Real number (as Dedekind cut)

The rational numbers have a problem that makes them unsuitable for use in calculus — they have "gaps" in them. This may not be obvious or even make sense at first, because the rational numbers are a dense space — between any two rational numbers you can always find infinitely many other rational numbers. How could there be gaps in a set like that?

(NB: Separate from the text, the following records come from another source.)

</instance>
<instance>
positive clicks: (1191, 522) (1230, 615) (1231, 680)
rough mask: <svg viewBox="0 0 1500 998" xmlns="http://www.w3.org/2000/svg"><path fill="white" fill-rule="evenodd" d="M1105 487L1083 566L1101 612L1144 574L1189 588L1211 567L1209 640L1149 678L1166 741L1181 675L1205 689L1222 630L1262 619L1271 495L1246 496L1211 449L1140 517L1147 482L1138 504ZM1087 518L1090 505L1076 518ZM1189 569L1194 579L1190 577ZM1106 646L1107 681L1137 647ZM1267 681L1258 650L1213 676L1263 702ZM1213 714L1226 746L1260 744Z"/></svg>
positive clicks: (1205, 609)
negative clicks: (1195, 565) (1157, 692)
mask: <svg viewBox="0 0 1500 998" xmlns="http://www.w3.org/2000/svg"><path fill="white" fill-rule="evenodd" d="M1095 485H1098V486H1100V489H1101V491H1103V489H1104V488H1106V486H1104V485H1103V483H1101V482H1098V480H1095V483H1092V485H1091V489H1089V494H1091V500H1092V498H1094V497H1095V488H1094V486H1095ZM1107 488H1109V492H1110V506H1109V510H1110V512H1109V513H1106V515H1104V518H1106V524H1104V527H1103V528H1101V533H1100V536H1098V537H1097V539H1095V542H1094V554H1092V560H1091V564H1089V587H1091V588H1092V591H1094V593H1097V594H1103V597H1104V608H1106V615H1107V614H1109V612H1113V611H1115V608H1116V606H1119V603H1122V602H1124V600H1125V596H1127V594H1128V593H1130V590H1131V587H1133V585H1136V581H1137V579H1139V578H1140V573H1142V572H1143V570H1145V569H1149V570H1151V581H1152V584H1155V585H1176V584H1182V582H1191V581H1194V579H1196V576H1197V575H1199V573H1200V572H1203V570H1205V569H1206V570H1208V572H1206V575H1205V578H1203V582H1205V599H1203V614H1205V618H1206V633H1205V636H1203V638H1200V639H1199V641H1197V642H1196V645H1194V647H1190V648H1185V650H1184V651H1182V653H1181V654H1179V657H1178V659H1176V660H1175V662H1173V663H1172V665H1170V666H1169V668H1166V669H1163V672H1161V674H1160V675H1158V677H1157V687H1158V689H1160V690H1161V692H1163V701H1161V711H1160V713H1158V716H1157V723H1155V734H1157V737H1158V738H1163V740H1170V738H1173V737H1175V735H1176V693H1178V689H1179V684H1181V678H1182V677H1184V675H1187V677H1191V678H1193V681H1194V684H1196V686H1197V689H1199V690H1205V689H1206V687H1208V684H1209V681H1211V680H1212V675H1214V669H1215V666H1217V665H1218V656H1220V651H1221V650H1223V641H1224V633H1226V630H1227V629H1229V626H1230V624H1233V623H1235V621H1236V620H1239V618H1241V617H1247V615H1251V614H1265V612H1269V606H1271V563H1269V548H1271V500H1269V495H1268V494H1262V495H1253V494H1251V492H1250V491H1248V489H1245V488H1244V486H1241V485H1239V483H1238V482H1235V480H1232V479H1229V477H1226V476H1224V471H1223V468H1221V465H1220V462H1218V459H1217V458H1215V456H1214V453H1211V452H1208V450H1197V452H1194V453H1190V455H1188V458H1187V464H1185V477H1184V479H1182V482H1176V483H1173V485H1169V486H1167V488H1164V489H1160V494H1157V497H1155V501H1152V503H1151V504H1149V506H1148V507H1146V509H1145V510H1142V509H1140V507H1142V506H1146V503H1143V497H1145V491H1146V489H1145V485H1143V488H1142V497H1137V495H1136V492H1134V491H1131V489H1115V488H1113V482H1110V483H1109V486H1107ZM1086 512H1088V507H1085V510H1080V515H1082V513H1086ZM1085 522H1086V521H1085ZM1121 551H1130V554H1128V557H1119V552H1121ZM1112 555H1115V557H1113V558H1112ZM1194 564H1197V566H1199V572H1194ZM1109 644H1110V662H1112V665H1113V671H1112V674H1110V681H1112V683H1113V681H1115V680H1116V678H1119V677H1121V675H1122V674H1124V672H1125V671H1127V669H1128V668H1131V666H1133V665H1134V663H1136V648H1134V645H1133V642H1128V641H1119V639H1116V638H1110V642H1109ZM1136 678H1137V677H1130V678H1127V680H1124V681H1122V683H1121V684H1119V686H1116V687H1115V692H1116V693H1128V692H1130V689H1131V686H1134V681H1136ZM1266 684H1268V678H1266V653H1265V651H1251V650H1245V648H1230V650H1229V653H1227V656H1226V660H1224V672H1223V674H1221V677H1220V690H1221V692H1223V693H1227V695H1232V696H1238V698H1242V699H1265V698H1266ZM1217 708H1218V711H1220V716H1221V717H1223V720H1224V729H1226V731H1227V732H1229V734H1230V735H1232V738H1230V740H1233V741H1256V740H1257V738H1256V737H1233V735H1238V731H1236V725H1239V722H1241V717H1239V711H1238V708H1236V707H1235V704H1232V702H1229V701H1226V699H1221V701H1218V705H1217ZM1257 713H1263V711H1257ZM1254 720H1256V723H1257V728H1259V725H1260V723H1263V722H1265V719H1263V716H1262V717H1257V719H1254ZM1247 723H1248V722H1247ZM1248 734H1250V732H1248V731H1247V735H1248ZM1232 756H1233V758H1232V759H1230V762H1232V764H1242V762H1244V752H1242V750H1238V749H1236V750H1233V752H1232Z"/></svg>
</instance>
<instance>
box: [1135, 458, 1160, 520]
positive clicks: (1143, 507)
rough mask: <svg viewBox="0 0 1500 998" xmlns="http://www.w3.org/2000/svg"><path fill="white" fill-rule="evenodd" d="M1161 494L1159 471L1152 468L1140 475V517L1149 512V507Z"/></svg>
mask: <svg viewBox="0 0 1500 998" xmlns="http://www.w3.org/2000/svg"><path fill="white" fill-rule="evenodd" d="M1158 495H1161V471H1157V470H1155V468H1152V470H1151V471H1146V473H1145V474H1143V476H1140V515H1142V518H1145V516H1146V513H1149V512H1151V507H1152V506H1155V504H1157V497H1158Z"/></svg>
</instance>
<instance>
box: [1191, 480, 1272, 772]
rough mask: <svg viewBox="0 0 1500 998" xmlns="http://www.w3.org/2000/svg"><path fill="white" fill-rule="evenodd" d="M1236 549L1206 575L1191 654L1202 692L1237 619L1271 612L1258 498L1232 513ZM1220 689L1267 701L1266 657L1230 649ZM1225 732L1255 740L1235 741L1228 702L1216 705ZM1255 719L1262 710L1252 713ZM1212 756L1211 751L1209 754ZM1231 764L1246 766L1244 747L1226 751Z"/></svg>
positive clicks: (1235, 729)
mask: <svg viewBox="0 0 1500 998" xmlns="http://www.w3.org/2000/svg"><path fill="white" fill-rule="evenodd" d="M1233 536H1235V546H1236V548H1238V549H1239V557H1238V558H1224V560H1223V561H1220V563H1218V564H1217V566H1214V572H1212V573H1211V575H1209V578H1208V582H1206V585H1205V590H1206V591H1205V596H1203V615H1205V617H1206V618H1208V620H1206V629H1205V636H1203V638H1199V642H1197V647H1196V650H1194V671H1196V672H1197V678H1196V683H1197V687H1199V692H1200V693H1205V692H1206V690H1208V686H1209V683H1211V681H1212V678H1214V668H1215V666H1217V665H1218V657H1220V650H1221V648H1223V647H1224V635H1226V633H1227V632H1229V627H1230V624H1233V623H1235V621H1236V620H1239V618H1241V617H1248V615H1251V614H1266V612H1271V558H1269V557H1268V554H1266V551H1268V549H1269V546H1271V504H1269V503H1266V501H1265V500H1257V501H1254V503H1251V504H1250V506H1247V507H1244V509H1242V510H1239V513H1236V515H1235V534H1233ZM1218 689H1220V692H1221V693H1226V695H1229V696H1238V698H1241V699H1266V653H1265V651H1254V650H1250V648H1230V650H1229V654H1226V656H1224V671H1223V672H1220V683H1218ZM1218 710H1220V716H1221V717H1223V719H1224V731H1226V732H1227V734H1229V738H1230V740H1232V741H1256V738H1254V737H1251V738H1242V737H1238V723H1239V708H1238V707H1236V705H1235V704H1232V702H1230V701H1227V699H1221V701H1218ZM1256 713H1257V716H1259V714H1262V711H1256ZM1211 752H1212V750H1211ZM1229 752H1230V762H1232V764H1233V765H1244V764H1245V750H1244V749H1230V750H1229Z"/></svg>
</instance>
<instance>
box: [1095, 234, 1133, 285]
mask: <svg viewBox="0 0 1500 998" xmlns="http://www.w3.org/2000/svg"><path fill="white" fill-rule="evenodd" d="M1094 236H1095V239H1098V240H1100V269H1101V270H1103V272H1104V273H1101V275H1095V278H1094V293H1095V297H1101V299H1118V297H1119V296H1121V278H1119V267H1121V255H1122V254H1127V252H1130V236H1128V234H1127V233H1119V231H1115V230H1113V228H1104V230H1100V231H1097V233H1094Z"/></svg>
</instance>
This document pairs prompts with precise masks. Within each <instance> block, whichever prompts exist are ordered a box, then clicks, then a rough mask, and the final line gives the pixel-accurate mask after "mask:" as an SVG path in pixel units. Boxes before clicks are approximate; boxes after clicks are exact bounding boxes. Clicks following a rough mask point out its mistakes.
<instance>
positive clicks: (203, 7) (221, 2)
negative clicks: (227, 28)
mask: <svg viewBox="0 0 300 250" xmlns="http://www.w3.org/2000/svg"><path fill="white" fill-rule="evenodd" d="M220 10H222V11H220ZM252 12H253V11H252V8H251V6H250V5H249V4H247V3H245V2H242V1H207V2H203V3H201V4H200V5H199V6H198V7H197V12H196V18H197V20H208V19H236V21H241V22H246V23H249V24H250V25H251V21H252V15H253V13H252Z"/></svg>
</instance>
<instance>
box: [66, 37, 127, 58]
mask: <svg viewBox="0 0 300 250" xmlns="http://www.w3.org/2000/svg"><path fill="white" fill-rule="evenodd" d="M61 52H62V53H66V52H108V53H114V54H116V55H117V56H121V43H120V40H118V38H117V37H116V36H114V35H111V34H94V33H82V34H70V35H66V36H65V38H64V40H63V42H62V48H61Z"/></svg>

But using the construction of Dedekind cuts, we can suss out these gaps into plain view. A Dedekind cut of a totally ordered set $S$ is a pair of sets $(A,B)$ such that:

1. Every element of $S$ is in exactly one of $A$ or $B$. (That is, $(A,B)$ is a partition of $S$.)
2. Every element of $S$ in $A$ is less than every rational number in $B$.

One example of such a cut might be the set where $A$ is the negative rational numbers and $B$ is the nonnegative rational numbers (positive or zero). We see that it satisfies the two properties of a Dedekind cut:

1. Every rational number is either negative or nonnegative, but not both.
2. Every rational number which is negative is less than a rational number that is nonnegative.

In fact, Dedekind cuts are intended to represent sets of rational numbers that are less than or greater than a specific real number (once we've defined them). To represent this, let's call them $Q^{\le }$ and $Q^{\ge }$.

Completion of a space

If a space is complete (doesn't have any gaps in it), then in any Dedekind cut $(Q^{\le },Q^{\ge })$, either $Q^{\le }$ will have a greatest element or $Q^{\ge }$ will have a least element. (We can't have both at the same time — why?)

But in the rational numbers, we can find a Dedekind cut where neither $Q^{\le }$ nor $Q^{\ge }$ have a greatest or least element respectively.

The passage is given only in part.